Side Chains with Alcohol Groups

• Serine and Threonine
  • have uncharged polar side chains. Alcohol groups give hydrophilic character.
  • weakly ionizable.

Basic R Groups

• Histidine, Lysine, and Arginine.
  • have hydrophilic side chains that are nitrogenous bases and positively charged at physiological pH.
  • Arg is most basic a.a., and contribute positive charges to proteins.

Acidic R Groups and their Amide derivatives

• Aspartate, Glutamate
  • are dicarboxylic acids, ionizable at physiological pH. Confer a negative charge on proteins.
• Asparagine, Glutamine
  • amides of Asp and Glu rspectively
  • highly polar and often found on surface of proteins
  • polar amide groups can form H-bonds with atoms in other amino acids with polar side chains.

Amino acids

Proteins are linear polymers of amino acids. Participate in virtually every biological process. Perform diverse functions:
       1. Enzymes: catalyze all reactions in living organisms
       2. Storage and transport
       3. Structural
       4. Mechanical work ( flagella, muscles, separation of chromosomes)
       5. Decoding information (translation, transcription, DNA replication)
       6. Cell-signalling (hormones and receptors)
       7. Defence (antibodies)

Cholesterol synthesis:

Hydroxymethylglutaryl-coenzyme A (HMG-CoA) is the precursor for cholesterol synthesis. 

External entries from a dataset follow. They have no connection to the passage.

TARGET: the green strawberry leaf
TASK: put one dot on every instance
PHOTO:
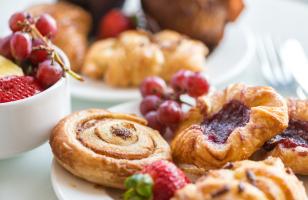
(139, 187)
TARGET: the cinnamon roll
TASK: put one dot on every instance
(228, 125)
(105, 148)
(246, 180)
(292, 144)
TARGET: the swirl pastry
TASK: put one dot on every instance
(246, 180)
(292, 145)
(125, 61)
(105, 148)
(228, 125)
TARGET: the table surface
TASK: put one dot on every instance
(28, 176)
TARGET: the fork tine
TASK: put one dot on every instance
(286, 76)
(285, 70)
(265, 65)
(274, 60)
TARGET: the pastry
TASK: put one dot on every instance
(180, 53)
(228, 125)
(105, 148)
(246, 180)
(292, 145)
(200, 19)
(74, 24)
(125, 61)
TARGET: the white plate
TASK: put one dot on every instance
(222, 65)
(68, 187)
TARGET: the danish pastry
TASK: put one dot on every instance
(292, 145)
(246, 180)
(228, 125)
(105, 148)
(134, 55)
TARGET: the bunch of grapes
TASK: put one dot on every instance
(162, 105)
(29, 45)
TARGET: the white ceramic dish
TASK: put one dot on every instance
(26, 124)
(222, 65)
(67, 186)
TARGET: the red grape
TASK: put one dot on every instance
(20, 45)
(149, 103)
(169, 112)
(153, 122)
(16, 19)
(5, 48)
(179, 80)
(49, 73)
(38, 55)
(153, 86)
(47, 25)
(197, 85)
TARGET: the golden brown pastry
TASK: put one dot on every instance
(74, 24)
(246, 180)
(292, 145)
(204, 20)
(105, 148)
(228, 125)
(125, 61)
(180, 53)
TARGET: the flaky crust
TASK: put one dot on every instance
(246, 180)
(268, 116)
(295, 158)
(125, 61)
(74, 24)
(105, 148)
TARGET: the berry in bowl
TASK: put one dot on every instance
(34, 93)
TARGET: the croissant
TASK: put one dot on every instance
(135, 55)
(246, 180)
(292, 144)
(228, 125)
(105, 148)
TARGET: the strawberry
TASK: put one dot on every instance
(158, 181)
(14, 88)
(114, 23)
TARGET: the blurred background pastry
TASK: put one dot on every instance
(74, 24)
(204, 20)
(125, 61)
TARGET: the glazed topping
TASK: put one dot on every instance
(231, 116)
(295, 135)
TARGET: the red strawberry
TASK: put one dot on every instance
(14, 88)
(158, 181)
(114, 23)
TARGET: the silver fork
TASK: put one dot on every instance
(274, 72)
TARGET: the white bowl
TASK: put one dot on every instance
(27, 123)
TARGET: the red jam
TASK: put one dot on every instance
(295, 135)
(233, 115)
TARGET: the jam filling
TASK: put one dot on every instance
(295, 135)
(233, 115)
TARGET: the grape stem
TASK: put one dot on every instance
(55, 56)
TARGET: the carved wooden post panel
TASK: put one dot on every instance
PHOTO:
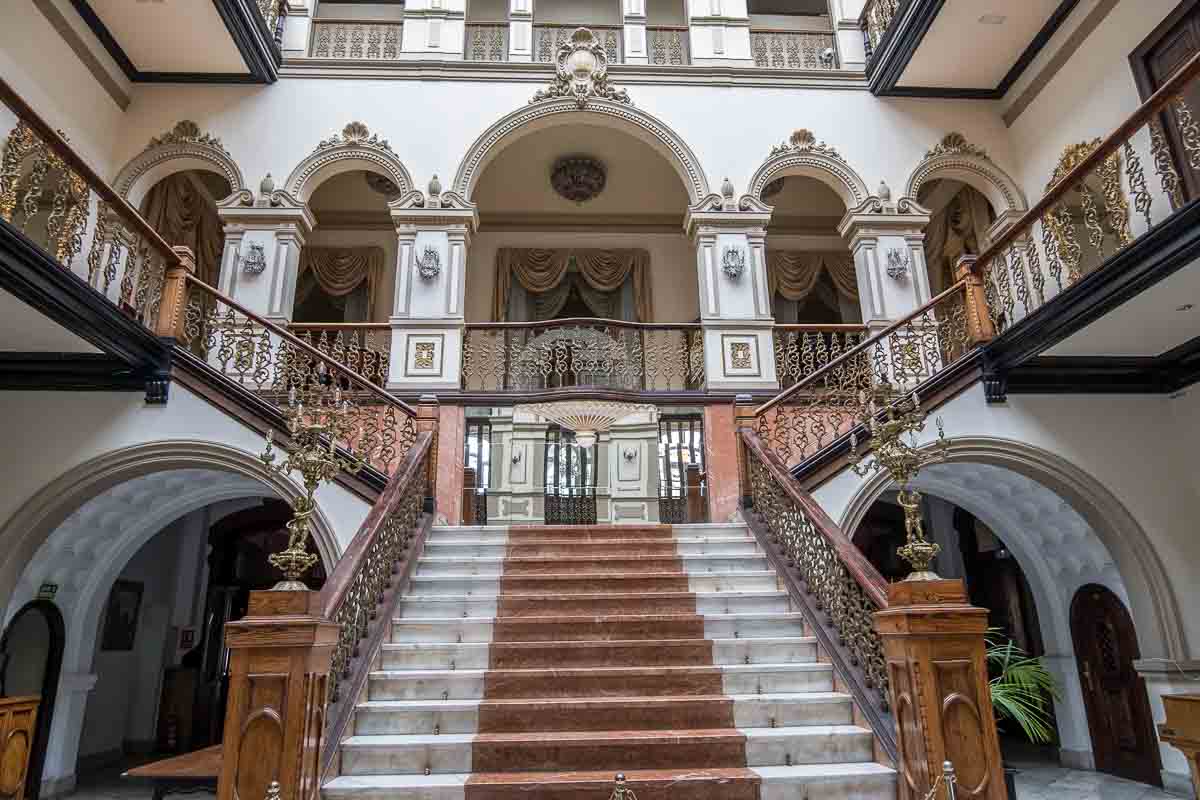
(279, 673)
(934, 644)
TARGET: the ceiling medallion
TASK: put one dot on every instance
(581, 71)
(577, 178)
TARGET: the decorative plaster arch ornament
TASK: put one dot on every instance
(957, 158)
(177, 150)
(354, 148)
(1152, 600)
(803, 155)
(598, 110)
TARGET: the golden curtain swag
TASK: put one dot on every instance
(543, 270)
(793, 275)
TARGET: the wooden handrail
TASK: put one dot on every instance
(1141, 116)
(865, 344)
(385, 396)
(63, 149)
(863, 571)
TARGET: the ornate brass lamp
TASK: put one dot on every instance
(895, 450)
(315, 432)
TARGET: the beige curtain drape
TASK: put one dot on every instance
(543, 270)
(186, 216)
(341, 270)
(793, 274)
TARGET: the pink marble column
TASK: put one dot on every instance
(721, 462)
(450, 463)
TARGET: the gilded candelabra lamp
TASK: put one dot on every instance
(315, 432)
(895, 450)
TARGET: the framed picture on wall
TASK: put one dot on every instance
(121, 617)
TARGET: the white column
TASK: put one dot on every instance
(521, 30)
(427, 316)
(735, 304)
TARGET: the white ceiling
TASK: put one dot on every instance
(24, 330)
(960, 52)
(1146, 325)
(172, 35)
(640, 180)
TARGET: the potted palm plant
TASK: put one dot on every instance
(1021, 693)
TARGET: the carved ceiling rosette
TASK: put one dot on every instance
(581, 71)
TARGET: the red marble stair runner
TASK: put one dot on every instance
(599, 665)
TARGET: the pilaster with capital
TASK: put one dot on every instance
(432, 239)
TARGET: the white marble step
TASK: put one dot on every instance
(862, 781)
(451, 752)
(780, 710)
(468, 684)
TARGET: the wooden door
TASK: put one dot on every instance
(1168, 48)
(1114, 693)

HMG-CoA is also an intermediate on the pathway for synthesis of ketone bodies from acetyl-CoA. The enzymes for ketone body production are located in the mitochondrial matrix. HMG-CoA destined for cholesterol synthesis is made by equivalent, but different, enzymes in the cytosol.

HMG-CoA is formed by condensation of acetyl-CoA and acetoacetyl-CoA, catalyzed by HMG-CoA Synthase.

HMG-CoA Reductase, the rate-determining step on the pathway for synthesis of cholesterol.